Background: Anaplastic lymphoma kinase (ALK) expression has not been described in neutrophil-rich anaplastic large cell lymphoma (NR-ALCL). Case Report: A 12-year old female with a 4-weeks history of a non-resolving bump over the forehead resulting from injury, was diagnosed of stage IE cutaneous T-cell lymphoma, and radiation was employed. Shortly after completion of therapy, there was progress of the disease on the soft tissue of the right hand, and bone marrow involvement was also found. A fine-needle aspiration of the hand mass was performed, and a diagnosis of CD30+/ALK+ NR-ALCL, was rendered. Methods: We studied the morphological characteristics of CD30+/ALK+ NR-ALCL using histological methods. A panel of antibodies were used to establish diagnosis and subtyping. In addition EBV status and molecular cytogenetics were determined. Conclusions: ALK-ALCL arising in the skin represents a single disease with a broad spectrum of morphology; clinicians and pathologists should be aware of this neutrophil-rich (NR) variant with aggressive clinical presentation.

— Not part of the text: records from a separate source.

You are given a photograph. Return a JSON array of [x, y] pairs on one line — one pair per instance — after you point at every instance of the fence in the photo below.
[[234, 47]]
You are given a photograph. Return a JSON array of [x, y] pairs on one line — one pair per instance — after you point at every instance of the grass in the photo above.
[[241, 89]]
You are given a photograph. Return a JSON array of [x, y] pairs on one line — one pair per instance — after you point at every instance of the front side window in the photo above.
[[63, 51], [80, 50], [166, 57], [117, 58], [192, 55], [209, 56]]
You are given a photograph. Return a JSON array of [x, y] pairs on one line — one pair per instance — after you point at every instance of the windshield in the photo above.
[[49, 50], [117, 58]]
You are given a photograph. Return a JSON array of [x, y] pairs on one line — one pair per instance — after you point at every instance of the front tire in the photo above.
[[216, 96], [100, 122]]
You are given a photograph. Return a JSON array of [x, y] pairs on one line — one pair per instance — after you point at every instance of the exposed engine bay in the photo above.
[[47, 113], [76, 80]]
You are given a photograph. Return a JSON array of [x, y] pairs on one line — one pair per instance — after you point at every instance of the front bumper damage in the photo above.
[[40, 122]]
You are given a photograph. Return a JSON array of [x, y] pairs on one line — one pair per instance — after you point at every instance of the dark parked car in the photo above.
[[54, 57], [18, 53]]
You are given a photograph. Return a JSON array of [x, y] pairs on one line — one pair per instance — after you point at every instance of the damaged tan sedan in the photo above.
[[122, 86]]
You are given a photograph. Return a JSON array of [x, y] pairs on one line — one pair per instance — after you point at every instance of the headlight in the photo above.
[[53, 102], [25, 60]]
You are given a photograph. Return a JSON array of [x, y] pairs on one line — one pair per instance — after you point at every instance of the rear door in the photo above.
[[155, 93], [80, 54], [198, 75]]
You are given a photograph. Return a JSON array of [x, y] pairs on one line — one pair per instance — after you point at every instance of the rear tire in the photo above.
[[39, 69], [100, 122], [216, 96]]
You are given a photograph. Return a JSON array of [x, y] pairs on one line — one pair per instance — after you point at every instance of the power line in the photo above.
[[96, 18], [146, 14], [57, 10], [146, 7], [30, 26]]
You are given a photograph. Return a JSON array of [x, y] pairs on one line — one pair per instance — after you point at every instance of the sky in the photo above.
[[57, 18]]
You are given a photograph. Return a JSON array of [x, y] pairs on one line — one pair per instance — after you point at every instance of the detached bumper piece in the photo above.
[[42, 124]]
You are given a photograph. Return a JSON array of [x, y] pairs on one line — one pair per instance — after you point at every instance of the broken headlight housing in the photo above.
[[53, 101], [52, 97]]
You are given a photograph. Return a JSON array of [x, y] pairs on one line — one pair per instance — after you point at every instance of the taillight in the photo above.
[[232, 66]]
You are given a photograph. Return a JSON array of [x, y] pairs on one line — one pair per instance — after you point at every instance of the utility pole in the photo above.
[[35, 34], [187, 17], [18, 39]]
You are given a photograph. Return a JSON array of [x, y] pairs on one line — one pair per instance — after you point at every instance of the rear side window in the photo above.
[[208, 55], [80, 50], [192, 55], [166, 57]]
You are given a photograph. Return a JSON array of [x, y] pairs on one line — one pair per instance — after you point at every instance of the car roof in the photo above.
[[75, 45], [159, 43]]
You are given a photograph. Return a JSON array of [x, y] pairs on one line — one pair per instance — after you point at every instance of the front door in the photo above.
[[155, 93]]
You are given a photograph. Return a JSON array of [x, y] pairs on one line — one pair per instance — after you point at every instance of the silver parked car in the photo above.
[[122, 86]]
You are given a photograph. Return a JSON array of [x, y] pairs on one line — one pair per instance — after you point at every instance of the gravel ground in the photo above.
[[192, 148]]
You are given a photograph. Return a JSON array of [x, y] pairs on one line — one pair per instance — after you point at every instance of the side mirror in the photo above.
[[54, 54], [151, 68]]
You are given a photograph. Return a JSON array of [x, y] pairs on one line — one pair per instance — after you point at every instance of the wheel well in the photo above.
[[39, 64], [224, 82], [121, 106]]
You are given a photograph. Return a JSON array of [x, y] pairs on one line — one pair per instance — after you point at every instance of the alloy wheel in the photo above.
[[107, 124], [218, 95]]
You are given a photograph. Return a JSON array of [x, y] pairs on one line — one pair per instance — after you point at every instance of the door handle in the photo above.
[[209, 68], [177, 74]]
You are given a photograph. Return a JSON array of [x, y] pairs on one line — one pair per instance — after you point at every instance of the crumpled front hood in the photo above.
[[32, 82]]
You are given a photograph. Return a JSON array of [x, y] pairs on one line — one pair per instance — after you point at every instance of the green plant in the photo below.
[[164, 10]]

Primary MALT lymphomas of the stomach: A pathological study of 18 cases

AIM It is doubtful that whoever is suffering from gastric malt lymphoma will escape from the disease, if treated with medication against helicobacter pylori. MATERIAL AND METHODS A cohort of 18 patients was analysed. Ten hosts had primary gastric malt lymphoma and were treated with gastric resection as the initial therapy. Eight hosts received antibiotics against Helicobacter pylori as the initial treatment. In all 18 patients Helicobacter pylori status, endoscopic findings and pathology features were evaluated. Immunohistochemistry was performed to assess the bcl-2 and p53 status. RESULTS Patients with low grade malt lymphoma: a) were Helicobacter pylori positive (5 of 5); b) had a superficial lesion (5 of 5); c) had no lymph node involvement (5 of 5); and d) were downstaged by comparison to patients with high grade tumor. Bcl-2 was positive in 4 of 5 low grade tumors, and p53 was positive in 12 of 13 high grade ones. Investigation of patients with 5-year follow up (n = 18) revealed that all but one low-grade tumors remained superficial with no progression. These tumors were bcl-2+/p53-, and the one with a bcl-2+/p53+ immunophenotype progressed to an ulcerated low-grade tumor after disappearance of Helicobacter pylori. Complete regression was found in 6 of 8 patients from the non surgically treated group (n = 8) after Helicobacter pylori eradication. These tumors were superficial/low grade/node negative/bcl-2+/p53 inconclusive (n = 2), superficial/low grade/node negative/bcl-2+/p53- (n = 2), and ulcerative/high grade/node negative/bcl-2+/p53- (n = 2). The two persistent tumors were ulcerative/high grade/node negative/bcl-2+/p53+. CONCLUSION Gastric malt lymphoma Helicobacter pylori+/superficial/low grade/bcl-2+/p53- will disappear after Helicobacter pylori eradication.

High grade primary adrenal intravascular large B-cell lymphoma manifesting as Addison disease

We report a rare case of a 68 aged male who presented with adrenal failure and was diagnosed of high grade large B-cell lymphoma primarily arising in the adrenal glands. The patient was administrated with additional chemotherapy but he passed away 7 months later due to infection in the lungs. Intravascular lymphoma should be suspected in patients with bilateral adrenal masses who present with rapidly progressive adrenal insufficiency.